Additionally, we strongly recommend passing in the APOLLO_KEY by using a Jenkins credential and referencing it using credentials(key_name) within your jenkinsfile. An example of this is below.

pipeline {
  agent {
    dockerfile {
      filename './build_artifacts/Dockerfile'
    }

  }
  stages {
    stage('Rover Check') {
      steps {
        sh '''echo "Subgraph: $APOLLO_SUBGRAPH_NAME
        $HOME/.rover/bin/rover subgraph check $APOLLO_GRAPH_REF --name $APOLLO_SUBGRAPH_NAME --schema $SCHEMA_PATH'''
      }
    }

    stage('Build') {
      steps {
        sh 'go build .'
      }
    }

    stage('Go Test') {
      steps {
        sh 'go test ./... -v'
      }
    }

    stage('Schema Publish to Dev') {
      when {
        expression { env.BRANCH_NAME == 'main' }
      }
      steps {
        sh '$HOME/.rover/bin/rover subgraph publish $APOLLO_GRAPH_REF --name $APOLLO_SUBGRAPH_NAME --schema $SCHEMA_PATH'
      }
    }

  }
  environment {
    APOLLO_KEY = credentials('apollo_key')
    APOLLO_SUBGRAPH_NAME = 'products'
    APOLLO_CONFIG_HOME = '~/.config/rover'
    SCHEMA_PATH = './graph/schema.graphqls'
    APOLLO_GRAPH_REF = 'AolloJenkins@dev'
  }
}

Using With npm/npx

If you're running in a Node.js workflow, it might be easier to use the NPM distribution of Rover. This way, you don't need to adjust the PATH at all to run Rover, and it might fit better into your existing workflow.

You can use Rover by adding it to your package.json dependencies using these instructions and then execute it using npm scripts, similar to other workflows you might already have.

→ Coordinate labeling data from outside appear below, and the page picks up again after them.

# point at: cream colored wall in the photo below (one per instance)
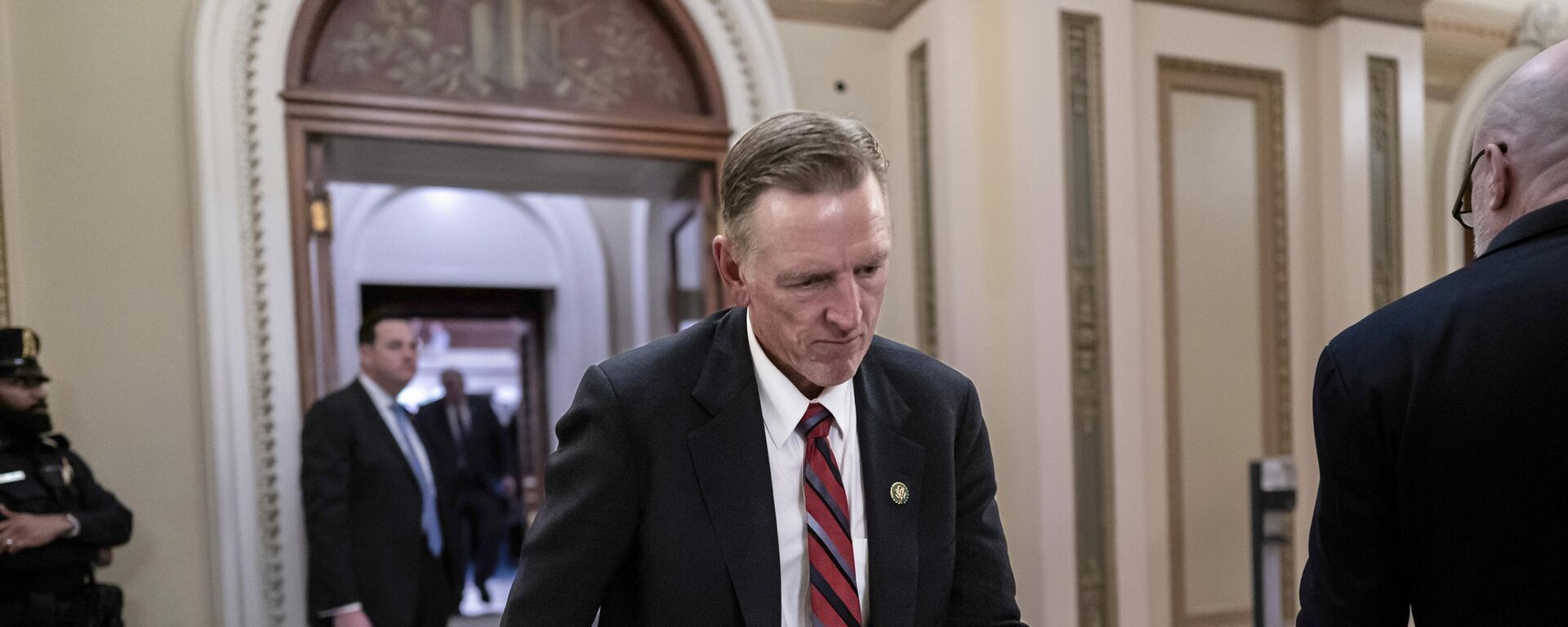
(822, 56)
(982, 323)
(100, 250)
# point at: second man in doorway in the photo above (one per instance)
(472, 468)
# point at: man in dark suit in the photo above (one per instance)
(474, 470)
(371, 504)
(1443, 417)
(775, 465)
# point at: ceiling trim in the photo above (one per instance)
(883, 15)
(1405, 13)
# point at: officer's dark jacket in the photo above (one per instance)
(44, 477)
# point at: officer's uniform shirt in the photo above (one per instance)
(44, 477)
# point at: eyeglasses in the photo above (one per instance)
(1463, 212)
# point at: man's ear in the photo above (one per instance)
(728, 264)
(1501, 184)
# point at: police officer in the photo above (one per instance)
(56, 521)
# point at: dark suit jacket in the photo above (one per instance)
(361, 511)
(659, 500)
(1443, 449)
(487, 447)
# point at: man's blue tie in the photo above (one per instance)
(429, 519)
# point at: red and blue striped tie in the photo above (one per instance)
(835, 596)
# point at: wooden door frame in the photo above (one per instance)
(314, 113)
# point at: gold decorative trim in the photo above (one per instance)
(1266, 90)
(1405, 13)
(924, 216)
(1383, 171)
(1094, 478)
(883, 15)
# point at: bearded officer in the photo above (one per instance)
(56, 519)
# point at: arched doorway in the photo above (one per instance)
(610, 78)
(247, 226)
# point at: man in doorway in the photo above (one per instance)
(57, 522)
(1440, 419)
(475, 474)
(777, 465)
(371, 500)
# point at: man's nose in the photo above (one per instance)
(844, 313)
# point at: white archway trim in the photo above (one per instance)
(577, 334)
(250, 362)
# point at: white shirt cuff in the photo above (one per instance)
(341, 610)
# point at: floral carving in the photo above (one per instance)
(591, 56)
(399, 42)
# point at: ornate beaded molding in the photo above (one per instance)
(257, 314)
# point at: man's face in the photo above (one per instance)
(392, 358)
(813, 279)
(24, 395)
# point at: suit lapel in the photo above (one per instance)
(731, 461)
(378, 430)
(893, 530)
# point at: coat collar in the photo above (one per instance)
(1529, 226)
(731, 460)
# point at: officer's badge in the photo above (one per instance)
(29, 344)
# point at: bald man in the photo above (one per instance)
(1443, 417)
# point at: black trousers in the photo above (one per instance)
(479, 519)
(434, 598)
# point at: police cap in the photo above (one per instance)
(20, 353)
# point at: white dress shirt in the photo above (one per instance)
(783, 407)
(383, 403)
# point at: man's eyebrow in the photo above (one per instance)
(804, 274)
(879, 259)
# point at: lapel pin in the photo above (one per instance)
(901, 492)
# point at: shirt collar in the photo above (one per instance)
(1530, 225)
(783, 405)
(378, 397)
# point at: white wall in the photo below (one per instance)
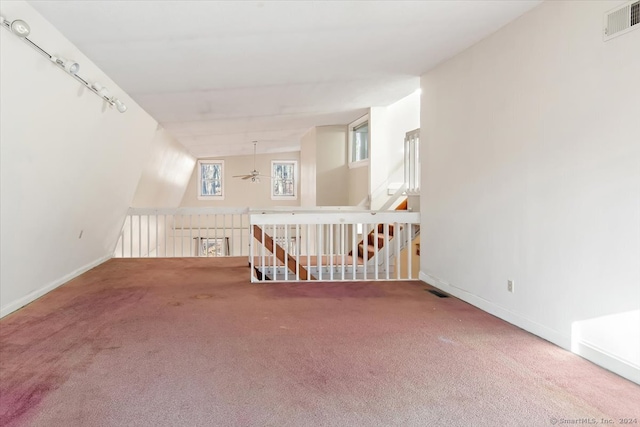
(388, 127)
(241, 193)
(166, 174)
(358, 184)
(69, 164)
(308, 169)
(531, 154)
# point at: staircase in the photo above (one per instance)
(372, 245)
(291, 262)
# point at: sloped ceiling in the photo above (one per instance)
(220, 74)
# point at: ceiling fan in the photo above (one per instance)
(254, 175)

If you don't want to install Rover as a dependency, you can run it with npx by using the -p flag:

Note: Only run this command with the --background flag if you have the Apollo Studio GitHub integration enabled on your repository.

npx -p @apollo/rover rover graph check my-graph@prod --schema=./schema.graphql --background

Since most commands require you be authenticated, see the above sections for instructions on how to add environment variables for your CI/CD provider.